Oregon has struggled to find the right set of CE requirements. Since 2010, there have been two attempts to correct problems, but the program continues to be criticized.
The following article was written by CCB Administrator James Denno for the Summer 2016 CCB newsletter.
Since first requiring continuing education (CE) for contractors in 2010, Oregon has struggled to find the right set of requirements that are meaningful for contractors without being onerous. Since 2010, there have been two attempts to correct problems with the requirements for residential contractors. The most recent version of the requirements took effect January 1, 2014.
Since then, contractors have continued to criticize the program. Common complaints are that courses are not relevant, choices of courses and providers are too limited, and costs are too high. We have also heard from stakeholder groups and legislators, many of whom share these same frustrations. We have been listening to you!
We decided to conduct a survey to see what changes we could make that would result in a meaningful CE program that contractors would value. The main themes from the results of the survey were: contractors want to choose the courses they feel are most helpful and relevant to their work; they want more choices of providers where they can take courses; they want exemptions from some requirements if they are required to complete CE for other licenses they hold; and they want to see the costs reduced.
The Board approved a course of action to amend the CE requirements to accomplish these changes, which requires a combination of rule changes and legislation to change the law. The rule changes took effect July 1.
In the new rules, we have expanded CE exemptions for contractors who have electrical, plumbing, master builder, landscape contractor, home inspector, or architect and engineer licenses.
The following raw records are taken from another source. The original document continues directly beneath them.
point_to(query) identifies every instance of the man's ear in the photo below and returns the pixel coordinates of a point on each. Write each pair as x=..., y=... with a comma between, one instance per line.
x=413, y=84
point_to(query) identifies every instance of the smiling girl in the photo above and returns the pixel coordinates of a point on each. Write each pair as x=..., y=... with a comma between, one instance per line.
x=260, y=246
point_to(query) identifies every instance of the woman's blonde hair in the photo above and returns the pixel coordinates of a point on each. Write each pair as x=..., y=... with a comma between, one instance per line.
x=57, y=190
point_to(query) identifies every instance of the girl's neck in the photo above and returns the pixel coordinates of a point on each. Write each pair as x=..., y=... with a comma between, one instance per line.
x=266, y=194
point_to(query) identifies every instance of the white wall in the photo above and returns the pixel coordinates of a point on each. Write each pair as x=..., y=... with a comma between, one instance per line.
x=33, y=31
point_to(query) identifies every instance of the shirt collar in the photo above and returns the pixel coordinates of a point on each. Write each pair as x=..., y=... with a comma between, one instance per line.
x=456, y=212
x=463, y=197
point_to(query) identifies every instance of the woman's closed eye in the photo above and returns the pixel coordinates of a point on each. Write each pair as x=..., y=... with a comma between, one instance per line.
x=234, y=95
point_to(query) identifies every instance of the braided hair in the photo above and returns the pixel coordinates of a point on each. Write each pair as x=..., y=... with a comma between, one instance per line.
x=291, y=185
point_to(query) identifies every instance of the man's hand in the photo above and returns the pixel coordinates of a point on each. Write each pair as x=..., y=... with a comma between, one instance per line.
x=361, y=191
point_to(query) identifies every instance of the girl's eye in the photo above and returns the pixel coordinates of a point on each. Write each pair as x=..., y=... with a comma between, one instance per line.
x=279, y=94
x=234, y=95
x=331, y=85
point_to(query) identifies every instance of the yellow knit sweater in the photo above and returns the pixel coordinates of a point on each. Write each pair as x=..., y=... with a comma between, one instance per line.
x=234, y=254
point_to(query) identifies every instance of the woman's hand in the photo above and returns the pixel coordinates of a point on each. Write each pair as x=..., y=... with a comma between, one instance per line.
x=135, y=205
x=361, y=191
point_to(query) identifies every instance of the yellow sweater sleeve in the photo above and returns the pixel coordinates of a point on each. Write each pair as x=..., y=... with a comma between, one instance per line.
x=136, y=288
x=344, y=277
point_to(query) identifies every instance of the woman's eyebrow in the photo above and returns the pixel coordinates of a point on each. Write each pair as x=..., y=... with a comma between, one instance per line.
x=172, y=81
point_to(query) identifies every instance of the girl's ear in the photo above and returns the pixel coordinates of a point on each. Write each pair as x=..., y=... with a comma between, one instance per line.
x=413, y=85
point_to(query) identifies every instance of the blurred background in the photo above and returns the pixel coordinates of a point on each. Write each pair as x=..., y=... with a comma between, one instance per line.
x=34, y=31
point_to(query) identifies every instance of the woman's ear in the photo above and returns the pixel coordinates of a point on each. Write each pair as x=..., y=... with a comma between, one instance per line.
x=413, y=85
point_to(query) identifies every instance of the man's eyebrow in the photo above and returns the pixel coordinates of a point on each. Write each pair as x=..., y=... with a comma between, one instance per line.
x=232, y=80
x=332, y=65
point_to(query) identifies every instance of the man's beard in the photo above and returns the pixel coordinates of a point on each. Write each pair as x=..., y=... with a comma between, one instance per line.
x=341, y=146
To accomplish the rest of the necessary changes to the CE requirements, we have introduced legislation for the 2017 legislature. If the legislation is successful, it will allow the CCB to give our courses free of charge (eliminating the $45 for three hours contractors now pay); it will give contractors more choice over the courses they want to take; and it will allow participation of more CE providers by eliminating the provider fees. We may need to request a modest increase in the contractor license fee to replace lost revenue from the CE program. We are currently developing our budget for 2017- 19 to determine if this will be necessary.
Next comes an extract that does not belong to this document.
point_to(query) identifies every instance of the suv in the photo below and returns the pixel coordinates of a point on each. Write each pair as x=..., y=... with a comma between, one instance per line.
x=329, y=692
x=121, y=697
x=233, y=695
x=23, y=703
We are listening to you! We will keep you informed. If you have comments on continuing education, feel free to share your thoughts with us. You can reach our Education section at 503-934-2227. Meanwhile, the details of the July 1 rule changes are as follows:
Exemptions from continuing education: As of July 1, this is a summary of all contractors that are now exempt from continuing education. This list applies to both residential and commercial contractors.
- Architects (if an owner or officer is a licensed architect)
- Developers • Engineers (if an owner or officer is a licensed engineer)
- Electricians (if an owner, officer or employee is a licensed plumber)
- Plumbers (if an owner, officer or employee is a licensed plumber)
- Boiler contractors
- Elevator contractors
- Renewable energy contractor
- Pump installation contractors
- Limited sign contractors
- Landscape contractors who are construction contractors
- Home inspectors (must still complete continuing education for the home inspector certification but no longer for the CCB license)
- Master builders (if actively licensed as such through the Building Codes Division)
Pre-license education: These two changes affect the pre-licensure program.
- Timeline for applying for a CCB license: Applicants must apply for their license within two years of the date they pass the exam. (The former rule gave contractors two years from the date they completed training to apply for a CCB license.)
- Optional path to contractor licensure: The CCB now accepts the National Association of State Contractors Licensing Agencies (NASCLA) contractor exam. Applicants still must pass the Oregon pre-licensure exam but do not have to take the 16-hour pre-licensure training.
Home inspectors: The CCB grants hour-for-hour continuing education credit for home inspectors who host “ride alongs” for home inspector applicants. Find a form on the CCB website that must be signed by both the hosting home inspector and the home inspector-in-training.